Hierarchical faceting – Pivot facets in trunk
Join the DZone community and get the full member experience.
Join For Free
in a large number of implementations which i took part in, sooner or
later, the question arise – what can we do to get faceting as a tree
structure. of course there some tricks for that, however, their use was
to modify the data and appropriate processing of the results on
application side. it was not particularly functional, nor especially
comfortable. however, a few days ago solr version 4.0 has been enhanced
with code that is marked as
solr-792
in the system jira. let’s see in this case, how to get the faceting results as a tree.
important note – at this point this
functionality is only available in version 4.0, solr, which is the
development version. to use this version you need to download the code
from trunk of lucene/solr svn repository.
a few words at the beginning
in many projects in which i had the opportunity to deal with there
was a need to use a hierarchical faceting. one of the simplest example
is the requirement of showing the cities in the provinces and the
number of documents in both provinces, as well as in various cities.

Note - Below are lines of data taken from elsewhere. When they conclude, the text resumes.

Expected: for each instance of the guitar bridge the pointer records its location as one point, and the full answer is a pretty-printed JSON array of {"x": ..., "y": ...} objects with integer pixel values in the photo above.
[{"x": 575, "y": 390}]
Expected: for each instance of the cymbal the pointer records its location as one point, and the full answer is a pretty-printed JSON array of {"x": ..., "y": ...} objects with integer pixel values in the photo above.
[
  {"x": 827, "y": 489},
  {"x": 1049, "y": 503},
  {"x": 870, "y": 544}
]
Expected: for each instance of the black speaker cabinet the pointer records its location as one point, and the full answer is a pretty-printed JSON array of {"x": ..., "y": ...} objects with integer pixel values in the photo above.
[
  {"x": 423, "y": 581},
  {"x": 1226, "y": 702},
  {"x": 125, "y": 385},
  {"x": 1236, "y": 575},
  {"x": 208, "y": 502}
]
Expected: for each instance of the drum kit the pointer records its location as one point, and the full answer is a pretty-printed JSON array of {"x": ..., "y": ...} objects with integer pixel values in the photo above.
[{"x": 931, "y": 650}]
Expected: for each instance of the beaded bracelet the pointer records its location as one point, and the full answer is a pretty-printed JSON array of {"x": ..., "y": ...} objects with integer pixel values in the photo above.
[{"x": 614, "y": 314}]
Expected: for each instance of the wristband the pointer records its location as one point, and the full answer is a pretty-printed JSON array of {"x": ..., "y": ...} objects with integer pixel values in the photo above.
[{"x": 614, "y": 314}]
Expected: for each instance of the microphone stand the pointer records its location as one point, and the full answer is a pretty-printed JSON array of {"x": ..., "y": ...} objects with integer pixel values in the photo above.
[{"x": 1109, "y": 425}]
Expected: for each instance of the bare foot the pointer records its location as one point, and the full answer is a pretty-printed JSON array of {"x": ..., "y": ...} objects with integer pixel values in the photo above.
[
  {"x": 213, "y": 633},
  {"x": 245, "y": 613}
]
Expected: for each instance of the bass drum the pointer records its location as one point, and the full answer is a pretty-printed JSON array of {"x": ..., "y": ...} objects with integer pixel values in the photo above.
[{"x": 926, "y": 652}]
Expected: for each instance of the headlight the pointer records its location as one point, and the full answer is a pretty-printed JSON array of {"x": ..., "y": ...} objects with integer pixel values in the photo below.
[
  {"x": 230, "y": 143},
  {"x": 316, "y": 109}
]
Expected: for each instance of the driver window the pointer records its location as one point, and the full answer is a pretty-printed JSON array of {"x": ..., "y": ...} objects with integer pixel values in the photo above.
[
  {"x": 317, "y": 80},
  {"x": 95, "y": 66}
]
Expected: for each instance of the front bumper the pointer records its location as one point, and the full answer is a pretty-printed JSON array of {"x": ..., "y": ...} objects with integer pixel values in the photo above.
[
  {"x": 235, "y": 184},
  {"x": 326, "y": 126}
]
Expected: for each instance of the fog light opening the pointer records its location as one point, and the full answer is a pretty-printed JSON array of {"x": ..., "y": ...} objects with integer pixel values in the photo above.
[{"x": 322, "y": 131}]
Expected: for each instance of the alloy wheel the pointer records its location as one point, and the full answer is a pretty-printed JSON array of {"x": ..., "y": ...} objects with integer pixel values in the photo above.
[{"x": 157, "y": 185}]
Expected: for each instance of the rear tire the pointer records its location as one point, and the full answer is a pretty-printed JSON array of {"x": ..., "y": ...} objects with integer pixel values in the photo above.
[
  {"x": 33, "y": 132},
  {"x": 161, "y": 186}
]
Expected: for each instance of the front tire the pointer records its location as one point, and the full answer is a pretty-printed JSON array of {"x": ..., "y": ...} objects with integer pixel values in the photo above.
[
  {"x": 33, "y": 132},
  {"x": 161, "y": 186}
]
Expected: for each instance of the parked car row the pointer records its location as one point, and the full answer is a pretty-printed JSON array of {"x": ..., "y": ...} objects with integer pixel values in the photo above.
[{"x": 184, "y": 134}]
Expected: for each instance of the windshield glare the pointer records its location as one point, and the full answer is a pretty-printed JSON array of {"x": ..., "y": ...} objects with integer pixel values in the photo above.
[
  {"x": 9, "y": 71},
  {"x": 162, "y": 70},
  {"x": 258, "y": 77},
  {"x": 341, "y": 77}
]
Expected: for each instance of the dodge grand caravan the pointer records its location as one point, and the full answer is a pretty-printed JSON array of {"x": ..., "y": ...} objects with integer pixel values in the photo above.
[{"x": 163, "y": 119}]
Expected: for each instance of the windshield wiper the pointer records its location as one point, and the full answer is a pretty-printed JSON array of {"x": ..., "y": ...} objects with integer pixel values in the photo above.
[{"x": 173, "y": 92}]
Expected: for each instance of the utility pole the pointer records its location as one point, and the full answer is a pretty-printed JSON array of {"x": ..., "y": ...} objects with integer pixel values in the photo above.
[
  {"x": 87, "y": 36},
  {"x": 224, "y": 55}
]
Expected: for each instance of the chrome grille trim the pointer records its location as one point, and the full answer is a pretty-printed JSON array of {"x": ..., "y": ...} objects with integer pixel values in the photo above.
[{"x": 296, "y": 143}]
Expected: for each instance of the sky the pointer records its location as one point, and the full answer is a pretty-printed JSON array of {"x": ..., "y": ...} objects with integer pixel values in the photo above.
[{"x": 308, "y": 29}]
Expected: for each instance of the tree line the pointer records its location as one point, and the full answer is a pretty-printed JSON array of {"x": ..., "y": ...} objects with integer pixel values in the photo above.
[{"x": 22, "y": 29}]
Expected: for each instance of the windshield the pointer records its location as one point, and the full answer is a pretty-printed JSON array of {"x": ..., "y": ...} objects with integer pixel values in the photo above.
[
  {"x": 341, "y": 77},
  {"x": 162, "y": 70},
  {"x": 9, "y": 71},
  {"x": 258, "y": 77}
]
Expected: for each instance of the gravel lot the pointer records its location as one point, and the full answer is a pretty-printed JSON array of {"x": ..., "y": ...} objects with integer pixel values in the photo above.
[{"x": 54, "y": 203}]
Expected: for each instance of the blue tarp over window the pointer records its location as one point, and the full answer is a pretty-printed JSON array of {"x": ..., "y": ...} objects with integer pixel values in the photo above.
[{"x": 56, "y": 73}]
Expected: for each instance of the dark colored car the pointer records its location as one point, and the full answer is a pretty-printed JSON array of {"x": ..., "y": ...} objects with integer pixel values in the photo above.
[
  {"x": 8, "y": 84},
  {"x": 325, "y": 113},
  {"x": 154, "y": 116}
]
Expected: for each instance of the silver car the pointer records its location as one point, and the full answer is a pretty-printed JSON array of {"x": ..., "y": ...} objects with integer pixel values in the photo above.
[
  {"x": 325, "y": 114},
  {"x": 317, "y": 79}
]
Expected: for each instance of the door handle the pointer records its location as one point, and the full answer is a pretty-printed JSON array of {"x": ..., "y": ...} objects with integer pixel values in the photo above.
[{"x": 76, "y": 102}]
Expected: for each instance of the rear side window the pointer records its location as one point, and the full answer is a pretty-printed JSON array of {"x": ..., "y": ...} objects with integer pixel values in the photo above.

till recently, with no changes in the structure of data, it was
impossible to achieve such functionality. now it is possible
indexing
in order not to unnecessarily complicate the described functionality i decided to use the sample xml documents that are available in the directory /exampledocs of the example deployment. i also didn’t modify the schema.xml file, or solrconfig.xml , so that configurations are standard. so thats all when it comes to configuration. so we can start the indexing process (i called the command from the directory $solr_home/exampledocs/ ):
./post.sh *.xml |
after seeing several screens of information , and we have our data indexed.
the mechanism
it is not difficult to use hierarchical faceting. solr creators gave
us to use two additional parameters to the ones we already know:
- facet.pivot – list of comma-separated fields, which shows at which fields and in what order to calculate the structure,
- facet.pivot.mincount – the minimum number of documents there needs to be to the result to be included in faceting results. the default value is 1.
so let’s try it.
queries
at the beginning of the try with two fields. i query for all the documents from the index and add the parameter facet.pivot=cat,instock to say solr that i want to get the results of the hierarchical faceting, where the first level of the hierarchy is the cat field, and the second level is the instock field. the query looks as follows:
to shorten the listing i omitted the part responsible for the search results along with a header.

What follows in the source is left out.